本人が署名・押印した遺産分割協議書の内容が守られないケースとは具体的にどのようなことが考えられるのでしょうか。

ケースとして多いのが債務の不履行です。被相続人が負っていた債務を引き継ぎ返済すると約束したにもかかわらず後で義務として負った金額を返済しないケースや代償分割でアクセスがよく価値の大きい土地を引き継ぐ代わりに他の相続人に手持ちの現金を支払う約束をしたにも関わらず返済しないという事例が考えられます。

遺産分割協議の内容を守らない人への対処法


遺産分割協議書で合意した事項を守ってくれない人がいた場合、どのように対応すれば良いのでしょうか。具体的に解説します。

まずは話し合い

遺産分割協議書の内容を守らない相続人がいる場合、まずはしっかりと話し合いをすることが重要です。守られないからといって、自動的に無効となり、やり直しとなるわけではありません。債務不履行の場合は少し待てば返済する原資を確保できるのか、そもそも履行する気がないのかによっても対処法は異なります。

弁護士を交えた話し合い

相続人同士での話し合いで解決できい状況が続く場合は弁護士など第三者を交えて話し合いを行いましょう。
当事者同士での話し合いでは感情的になり解決できない場合でも、第三者を交えて話をすることで解決できる可能性があります。

遺産分割協議をやり直す

債務が履行されない場合、遺産分割協議をやり直すと言う方法も考えられます。
しかし、相続人のうち一部の人への債務が不履行である場合、遺産分割協議をはじめからやり直すことは他の相続人にとっても負担となります。そのため、基本的に遺産分割協議は法定相続人全員の合意がないとやり直すことができないと定められています。

裁判で解決する

前もって話し合いを行っても、どうしても応じてもらえない場合には最終的には家庭裁判所で訴訟を提起し、調停や審判によって解決することになります。

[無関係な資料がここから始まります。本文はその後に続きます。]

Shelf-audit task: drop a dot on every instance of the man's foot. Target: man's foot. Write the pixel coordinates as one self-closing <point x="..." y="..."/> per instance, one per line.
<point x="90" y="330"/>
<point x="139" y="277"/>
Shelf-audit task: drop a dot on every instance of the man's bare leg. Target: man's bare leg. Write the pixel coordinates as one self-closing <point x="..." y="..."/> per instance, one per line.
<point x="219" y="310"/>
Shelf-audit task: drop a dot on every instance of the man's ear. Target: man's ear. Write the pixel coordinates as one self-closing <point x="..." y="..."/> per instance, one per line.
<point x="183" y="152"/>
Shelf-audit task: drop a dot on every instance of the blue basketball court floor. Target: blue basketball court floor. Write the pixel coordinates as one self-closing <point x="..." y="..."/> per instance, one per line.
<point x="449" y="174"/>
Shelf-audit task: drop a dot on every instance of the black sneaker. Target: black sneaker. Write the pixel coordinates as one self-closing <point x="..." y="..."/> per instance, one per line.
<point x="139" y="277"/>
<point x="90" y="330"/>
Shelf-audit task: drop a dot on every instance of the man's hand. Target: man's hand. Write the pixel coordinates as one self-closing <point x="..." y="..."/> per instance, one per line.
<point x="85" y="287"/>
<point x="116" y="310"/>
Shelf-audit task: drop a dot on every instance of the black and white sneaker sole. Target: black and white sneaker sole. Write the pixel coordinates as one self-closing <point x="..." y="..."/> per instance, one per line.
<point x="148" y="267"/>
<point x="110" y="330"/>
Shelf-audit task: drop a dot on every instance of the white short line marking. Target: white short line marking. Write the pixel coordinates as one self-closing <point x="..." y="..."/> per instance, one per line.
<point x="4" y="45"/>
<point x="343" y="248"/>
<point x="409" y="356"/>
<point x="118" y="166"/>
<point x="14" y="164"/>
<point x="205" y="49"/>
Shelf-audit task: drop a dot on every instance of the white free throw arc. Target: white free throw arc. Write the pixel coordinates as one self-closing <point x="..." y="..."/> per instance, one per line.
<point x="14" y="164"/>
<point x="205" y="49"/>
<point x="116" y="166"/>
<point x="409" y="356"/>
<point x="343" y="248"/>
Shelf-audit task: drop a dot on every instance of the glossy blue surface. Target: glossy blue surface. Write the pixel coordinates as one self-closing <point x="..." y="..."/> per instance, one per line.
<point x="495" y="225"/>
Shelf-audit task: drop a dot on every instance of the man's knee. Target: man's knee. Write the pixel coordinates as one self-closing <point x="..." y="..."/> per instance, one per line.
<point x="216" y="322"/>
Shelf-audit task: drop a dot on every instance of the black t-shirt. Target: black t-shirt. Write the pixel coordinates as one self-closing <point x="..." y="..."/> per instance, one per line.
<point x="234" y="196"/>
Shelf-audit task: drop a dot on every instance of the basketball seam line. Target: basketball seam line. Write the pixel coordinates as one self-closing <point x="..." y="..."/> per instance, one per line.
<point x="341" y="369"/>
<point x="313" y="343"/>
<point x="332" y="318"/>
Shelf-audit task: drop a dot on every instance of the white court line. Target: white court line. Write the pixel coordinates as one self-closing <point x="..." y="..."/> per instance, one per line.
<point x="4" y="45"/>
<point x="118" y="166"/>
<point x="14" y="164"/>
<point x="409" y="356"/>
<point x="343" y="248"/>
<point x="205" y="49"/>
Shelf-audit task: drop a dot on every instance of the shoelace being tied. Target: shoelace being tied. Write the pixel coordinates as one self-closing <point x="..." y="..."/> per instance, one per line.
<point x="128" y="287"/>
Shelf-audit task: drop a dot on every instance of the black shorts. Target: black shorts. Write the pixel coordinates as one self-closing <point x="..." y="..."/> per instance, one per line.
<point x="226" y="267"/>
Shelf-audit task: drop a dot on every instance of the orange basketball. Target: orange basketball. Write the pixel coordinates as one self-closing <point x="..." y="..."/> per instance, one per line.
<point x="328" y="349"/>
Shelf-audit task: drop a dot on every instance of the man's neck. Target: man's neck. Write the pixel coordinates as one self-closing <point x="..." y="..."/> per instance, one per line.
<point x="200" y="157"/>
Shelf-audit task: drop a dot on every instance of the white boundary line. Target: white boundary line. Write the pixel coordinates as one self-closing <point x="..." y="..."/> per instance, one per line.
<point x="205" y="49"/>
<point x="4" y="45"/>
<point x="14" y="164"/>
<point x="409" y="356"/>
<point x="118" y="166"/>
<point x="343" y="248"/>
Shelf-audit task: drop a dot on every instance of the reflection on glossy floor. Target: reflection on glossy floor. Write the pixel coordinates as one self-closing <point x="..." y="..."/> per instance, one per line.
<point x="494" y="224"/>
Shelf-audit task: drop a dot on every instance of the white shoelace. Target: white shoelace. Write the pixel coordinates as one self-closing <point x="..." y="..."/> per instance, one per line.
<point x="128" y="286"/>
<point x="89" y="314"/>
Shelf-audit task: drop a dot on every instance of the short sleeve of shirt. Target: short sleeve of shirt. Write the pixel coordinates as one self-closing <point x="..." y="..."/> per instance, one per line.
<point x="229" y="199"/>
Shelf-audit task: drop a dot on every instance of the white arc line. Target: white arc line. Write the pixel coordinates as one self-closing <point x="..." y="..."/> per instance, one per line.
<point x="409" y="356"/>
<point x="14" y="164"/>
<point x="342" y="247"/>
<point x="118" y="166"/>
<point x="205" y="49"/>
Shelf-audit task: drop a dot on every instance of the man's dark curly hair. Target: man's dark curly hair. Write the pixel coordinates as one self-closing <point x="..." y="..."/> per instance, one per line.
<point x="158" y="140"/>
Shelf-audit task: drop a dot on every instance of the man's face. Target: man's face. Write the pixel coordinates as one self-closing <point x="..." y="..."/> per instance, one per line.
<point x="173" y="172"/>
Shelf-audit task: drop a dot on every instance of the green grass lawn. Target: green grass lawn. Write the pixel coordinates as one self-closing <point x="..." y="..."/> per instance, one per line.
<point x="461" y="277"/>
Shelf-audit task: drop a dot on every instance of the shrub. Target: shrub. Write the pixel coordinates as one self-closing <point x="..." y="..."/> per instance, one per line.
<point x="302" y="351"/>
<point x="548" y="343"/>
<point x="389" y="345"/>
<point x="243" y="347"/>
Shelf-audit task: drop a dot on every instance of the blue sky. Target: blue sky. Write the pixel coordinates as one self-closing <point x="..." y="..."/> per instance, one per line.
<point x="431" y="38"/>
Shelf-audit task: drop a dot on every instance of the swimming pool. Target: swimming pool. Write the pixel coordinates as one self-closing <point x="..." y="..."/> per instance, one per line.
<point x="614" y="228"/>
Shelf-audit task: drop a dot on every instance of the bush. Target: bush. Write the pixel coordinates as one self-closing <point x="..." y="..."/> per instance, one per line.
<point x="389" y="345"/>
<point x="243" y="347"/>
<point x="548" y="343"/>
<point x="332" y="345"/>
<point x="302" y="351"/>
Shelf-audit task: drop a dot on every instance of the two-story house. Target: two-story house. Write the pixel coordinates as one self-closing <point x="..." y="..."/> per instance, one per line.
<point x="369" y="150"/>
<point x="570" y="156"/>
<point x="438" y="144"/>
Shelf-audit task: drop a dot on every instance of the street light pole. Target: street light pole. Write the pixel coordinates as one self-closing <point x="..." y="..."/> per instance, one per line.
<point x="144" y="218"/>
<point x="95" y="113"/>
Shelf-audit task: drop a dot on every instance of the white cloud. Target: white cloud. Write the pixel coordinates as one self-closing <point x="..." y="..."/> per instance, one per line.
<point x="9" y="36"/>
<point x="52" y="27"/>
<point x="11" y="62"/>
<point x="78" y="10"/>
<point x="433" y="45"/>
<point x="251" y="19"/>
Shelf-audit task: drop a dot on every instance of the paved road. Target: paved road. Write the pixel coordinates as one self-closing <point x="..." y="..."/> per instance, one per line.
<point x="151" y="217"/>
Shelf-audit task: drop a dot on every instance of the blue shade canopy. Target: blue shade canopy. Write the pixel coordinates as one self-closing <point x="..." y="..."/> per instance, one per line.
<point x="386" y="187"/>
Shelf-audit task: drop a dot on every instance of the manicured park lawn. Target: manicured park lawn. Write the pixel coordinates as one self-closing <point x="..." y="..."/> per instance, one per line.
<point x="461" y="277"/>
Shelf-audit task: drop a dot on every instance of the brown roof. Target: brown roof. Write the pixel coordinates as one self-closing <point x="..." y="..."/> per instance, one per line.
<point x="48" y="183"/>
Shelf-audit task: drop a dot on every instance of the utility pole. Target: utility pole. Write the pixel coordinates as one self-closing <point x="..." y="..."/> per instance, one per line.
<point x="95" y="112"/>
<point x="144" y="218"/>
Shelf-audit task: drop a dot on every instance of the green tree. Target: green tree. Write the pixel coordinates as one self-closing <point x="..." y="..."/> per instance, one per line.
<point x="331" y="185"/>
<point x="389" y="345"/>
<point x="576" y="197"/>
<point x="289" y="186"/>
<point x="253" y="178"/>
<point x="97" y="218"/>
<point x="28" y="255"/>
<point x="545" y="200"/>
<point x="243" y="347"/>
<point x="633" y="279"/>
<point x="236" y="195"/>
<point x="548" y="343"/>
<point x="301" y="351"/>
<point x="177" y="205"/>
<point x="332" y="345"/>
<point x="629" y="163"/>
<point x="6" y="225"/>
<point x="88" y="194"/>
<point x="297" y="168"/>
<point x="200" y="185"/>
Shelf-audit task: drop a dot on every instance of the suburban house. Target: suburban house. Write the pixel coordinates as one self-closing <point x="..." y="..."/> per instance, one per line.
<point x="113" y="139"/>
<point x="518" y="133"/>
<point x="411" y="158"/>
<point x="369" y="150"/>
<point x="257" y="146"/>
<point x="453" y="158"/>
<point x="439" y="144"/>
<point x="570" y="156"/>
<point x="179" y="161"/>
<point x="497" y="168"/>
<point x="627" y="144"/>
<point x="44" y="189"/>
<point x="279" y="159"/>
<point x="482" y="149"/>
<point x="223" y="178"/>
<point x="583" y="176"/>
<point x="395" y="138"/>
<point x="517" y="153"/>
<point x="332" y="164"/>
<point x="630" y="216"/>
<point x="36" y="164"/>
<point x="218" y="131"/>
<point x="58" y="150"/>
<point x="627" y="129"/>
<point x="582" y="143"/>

遺産相続で裁判となった場合、相続人の精神的な負担も大きく関係も修復できないほど悪化するケースも多いので、デメリットも大きい手段です。裁判は最終的な手段として考え、できるだけ裁判にせず対処することが重要です。

困った場合は専門家に相談を

相続についての手続きは複雑で、預貯金の名義変更や不動産の登記などさまざまな手続きを行う必要があります。相続手続きや遺産分割についてお困りごとがある場合は相続に関する実績のある弁護士、司法書士、税理士など専門家に相談することをお勧めします。

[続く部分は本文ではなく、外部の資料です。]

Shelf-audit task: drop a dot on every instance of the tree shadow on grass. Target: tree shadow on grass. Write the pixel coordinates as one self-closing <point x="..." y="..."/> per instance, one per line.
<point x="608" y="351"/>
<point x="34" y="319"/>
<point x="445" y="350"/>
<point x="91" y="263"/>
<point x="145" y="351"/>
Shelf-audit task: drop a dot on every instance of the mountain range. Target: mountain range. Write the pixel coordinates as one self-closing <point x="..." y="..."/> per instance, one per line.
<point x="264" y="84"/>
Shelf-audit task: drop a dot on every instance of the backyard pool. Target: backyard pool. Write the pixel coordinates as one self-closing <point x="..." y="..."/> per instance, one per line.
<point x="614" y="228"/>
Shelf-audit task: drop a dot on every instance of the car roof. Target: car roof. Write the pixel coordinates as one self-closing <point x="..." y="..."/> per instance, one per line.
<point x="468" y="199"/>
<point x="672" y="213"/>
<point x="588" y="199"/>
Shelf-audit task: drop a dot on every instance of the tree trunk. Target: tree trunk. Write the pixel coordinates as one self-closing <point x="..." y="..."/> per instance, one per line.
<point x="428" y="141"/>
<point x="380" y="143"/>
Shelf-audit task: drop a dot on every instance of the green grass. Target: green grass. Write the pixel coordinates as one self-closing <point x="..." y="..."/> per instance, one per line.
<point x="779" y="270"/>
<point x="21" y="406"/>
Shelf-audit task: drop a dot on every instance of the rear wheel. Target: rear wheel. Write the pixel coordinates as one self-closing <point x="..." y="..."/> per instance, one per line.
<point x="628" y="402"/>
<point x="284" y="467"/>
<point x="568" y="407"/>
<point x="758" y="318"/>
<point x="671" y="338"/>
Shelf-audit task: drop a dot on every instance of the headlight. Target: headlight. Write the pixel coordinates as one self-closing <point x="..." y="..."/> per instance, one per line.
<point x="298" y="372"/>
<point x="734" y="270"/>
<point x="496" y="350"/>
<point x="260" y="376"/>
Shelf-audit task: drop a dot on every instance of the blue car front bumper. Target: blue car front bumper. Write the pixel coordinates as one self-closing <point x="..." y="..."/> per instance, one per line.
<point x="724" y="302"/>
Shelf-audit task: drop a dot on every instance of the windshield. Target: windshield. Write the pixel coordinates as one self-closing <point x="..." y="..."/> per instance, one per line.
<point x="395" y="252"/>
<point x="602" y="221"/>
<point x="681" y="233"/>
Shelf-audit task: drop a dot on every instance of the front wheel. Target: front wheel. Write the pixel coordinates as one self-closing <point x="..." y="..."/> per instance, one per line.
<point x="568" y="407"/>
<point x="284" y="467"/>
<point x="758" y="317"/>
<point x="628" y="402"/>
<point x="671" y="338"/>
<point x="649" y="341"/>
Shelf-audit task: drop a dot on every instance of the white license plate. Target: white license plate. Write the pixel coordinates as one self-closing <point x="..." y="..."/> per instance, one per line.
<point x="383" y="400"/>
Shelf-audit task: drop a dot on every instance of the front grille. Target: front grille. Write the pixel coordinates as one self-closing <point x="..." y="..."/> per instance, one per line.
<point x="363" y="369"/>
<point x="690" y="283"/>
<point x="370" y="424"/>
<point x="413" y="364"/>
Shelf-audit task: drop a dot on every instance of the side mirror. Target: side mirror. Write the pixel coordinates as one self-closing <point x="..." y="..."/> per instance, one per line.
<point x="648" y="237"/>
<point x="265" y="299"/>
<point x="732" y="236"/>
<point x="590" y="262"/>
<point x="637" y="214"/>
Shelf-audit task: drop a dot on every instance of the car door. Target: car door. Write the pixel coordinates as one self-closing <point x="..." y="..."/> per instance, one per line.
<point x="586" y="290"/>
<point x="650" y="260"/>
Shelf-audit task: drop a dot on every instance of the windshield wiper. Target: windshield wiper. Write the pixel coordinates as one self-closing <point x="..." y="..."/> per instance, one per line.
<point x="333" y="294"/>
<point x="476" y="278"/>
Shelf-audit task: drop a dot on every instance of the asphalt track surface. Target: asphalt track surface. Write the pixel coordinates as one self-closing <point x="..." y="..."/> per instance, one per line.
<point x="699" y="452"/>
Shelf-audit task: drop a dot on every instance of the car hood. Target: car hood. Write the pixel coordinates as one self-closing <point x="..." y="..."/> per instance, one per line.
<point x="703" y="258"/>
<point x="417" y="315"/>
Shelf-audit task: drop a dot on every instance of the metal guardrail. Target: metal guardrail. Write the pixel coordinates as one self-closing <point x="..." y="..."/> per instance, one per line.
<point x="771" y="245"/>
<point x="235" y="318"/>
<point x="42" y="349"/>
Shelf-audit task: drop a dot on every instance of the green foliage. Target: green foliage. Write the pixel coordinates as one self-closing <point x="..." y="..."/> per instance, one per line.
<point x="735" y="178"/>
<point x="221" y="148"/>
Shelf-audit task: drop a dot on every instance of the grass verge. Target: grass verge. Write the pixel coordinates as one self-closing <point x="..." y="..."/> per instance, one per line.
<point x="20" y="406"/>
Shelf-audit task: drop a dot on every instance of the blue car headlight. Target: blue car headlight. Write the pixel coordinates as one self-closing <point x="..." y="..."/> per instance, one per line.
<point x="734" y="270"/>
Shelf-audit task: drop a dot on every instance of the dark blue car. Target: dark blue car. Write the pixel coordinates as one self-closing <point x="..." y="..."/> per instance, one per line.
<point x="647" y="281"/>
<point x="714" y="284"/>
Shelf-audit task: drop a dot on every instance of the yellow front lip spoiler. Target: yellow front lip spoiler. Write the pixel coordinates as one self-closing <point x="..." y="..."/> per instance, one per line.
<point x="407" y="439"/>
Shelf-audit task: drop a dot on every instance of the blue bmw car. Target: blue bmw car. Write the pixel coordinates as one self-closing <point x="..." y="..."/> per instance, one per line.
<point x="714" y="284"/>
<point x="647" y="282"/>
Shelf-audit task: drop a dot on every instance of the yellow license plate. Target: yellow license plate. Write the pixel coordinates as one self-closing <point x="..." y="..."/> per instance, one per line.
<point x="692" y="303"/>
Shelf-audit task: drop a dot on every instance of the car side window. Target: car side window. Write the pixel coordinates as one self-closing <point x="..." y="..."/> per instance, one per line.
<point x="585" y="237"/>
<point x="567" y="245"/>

特に相続税の申告が必要な場合、原則、被相続人が亡くなってから10ヶ月以内に申告と納税を完了させる必要があります。財産を一覧にして相続税がかかりそうかどうか、確認しておきましょう。
相続については経験がない人も多く知識がないのは当然です。費用はかかりますが1人で抱え込まずに専門家に相談することで、スムーズに手続きを進めることができるでしょう。

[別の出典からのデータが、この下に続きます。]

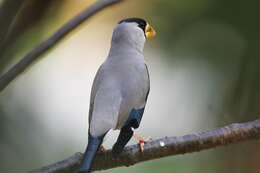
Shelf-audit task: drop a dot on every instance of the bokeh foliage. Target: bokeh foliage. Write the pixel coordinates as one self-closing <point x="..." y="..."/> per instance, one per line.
<point x="224" y="35"/>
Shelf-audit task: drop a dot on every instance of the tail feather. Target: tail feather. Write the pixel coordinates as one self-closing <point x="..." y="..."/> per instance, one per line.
<point x="90" y="153"/>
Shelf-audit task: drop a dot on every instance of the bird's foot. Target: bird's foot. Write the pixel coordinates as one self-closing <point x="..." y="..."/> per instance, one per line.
<point x="141" y="140"/>
<point x="102" y="149"/>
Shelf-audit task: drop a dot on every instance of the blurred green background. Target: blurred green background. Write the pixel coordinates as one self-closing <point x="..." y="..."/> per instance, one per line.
<point x="204" y="68"/>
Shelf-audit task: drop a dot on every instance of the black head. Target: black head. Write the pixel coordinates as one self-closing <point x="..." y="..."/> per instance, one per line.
<point x="141" y="22"/>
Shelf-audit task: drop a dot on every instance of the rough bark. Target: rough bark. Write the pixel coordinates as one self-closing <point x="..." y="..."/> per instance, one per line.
<point x="163" y="147"/>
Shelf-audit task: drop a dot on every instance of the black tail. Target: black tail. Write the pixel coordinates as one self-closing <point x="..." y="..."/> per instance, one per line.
<point x="125" y="135"/>
<point x="90" y="153"/>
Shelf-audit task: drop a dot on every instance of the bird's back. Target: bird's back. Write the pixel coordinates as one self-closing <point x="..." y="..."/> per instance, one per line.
<point x="120" y="85"/>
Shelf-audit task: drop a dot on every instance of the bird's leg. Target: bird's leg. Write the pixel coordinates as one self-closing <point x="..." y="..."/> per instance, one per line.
<point x="141" y="140"/>
<point x="102" y="149"/>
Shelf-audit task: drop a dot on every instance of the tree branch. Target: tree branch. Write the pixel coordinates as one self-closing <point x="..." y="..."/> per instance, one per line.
<point x="163" y="147"/>
<point x="31" y="56"/>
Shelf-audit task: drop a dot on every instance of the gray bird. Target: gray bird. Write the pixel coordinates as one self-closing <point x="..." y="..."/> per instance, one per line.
<point x="120" y="89"/>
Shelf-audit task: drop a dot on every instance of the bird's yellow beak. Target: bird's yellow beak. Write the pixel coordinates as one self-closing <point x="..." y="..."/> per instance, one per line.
<point x="149" y="31"/>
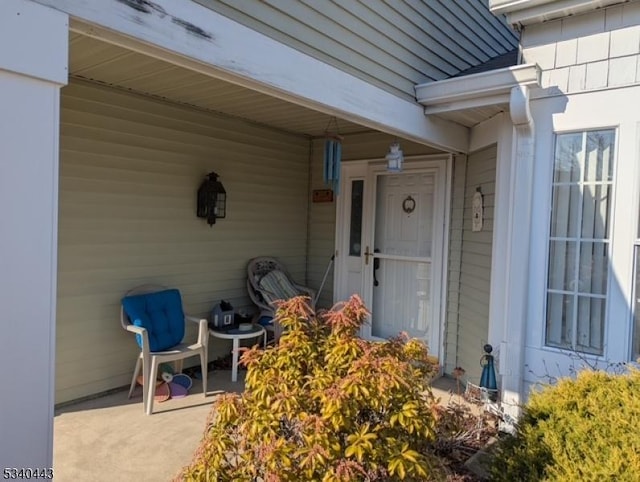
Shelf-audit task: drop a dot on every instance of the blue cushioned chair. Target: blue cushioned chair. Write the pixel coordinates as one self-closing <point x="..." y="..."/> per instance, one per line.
<point x="154" y="313"/>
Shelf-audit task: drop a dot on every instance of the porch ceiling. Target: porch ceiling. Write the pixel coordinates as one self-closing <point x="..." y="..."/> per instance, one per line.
<point x="99" y="61"/>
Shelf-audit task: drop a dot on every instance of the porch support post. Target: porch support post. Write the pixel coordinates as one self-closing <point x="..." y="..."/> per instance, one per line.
<point x="33" y="67"/>
<point x="516" y="259"/>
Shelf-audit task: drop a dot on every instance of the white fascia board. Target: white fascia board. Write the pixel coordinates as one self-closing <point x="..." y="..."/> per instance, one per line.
<point x="477" y="90"/>
<point x="188" y="34"/>
<point x="24" y="28"/>
<point x="524" y="12"/>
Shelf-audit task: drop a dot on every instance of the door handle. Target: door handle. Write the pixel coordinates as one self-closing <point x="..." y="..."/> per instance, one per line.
<point x="367" y="253"/>
<point x="376" y="267"/>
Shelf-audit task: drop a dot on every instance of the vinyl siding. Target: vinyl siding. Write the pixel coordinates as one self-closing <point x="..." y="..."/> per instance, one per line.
<point x="470" y="264"/>
<point x="129" y="170"/>
<point x="592" y="51"/>
<point x="322" y="216"/>
<point x="394" y="45"/>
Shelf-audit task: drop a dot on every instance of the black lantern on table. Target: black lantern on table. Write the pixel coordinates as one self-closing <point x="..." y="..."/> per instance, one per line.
<point x="212" y="199"/>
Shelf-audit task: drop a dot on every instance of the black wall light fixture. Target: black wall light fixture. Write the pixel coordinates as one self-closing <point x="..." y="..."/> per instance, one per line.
<point x="212" y="199"/>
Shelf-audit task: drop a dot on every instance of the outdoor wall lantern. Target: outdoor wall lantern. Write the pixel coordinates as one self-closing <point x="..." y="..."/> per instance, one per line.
<point x="212" y="199"/>
<point x="394" y="158"/>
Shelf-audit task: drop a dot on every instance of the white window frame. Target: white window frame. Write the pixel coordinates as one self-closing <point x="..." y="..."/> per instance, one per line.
<point x="578" y="240"/>
<point x="561" y="114"/>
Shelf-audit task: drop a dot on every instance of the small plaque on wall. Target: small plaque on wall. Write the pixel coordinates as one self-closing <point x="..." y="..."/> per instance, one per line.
<point x="322" y="196"/>
<point x="477" y="211"/>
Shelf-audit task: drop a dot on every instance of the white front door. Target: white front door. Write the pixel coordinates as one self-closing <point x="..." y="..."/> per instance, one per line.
<point x="390" y="246"/>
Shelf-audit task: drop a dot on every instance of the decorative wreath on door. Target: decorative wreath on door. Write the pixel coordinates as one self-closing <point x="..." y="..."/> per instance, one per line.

また、相続の対策をする際も専門家に相談することをおすすめします。遺言を作成する際も民法で定められた法定相続割合や遺留分など法律的な知識を身につけていないと正しい遺言を作成することができません。

専門家に相談することで価値のある相続対策を進めることが可能です。まずは気軽に相談してみるとよいでしょう。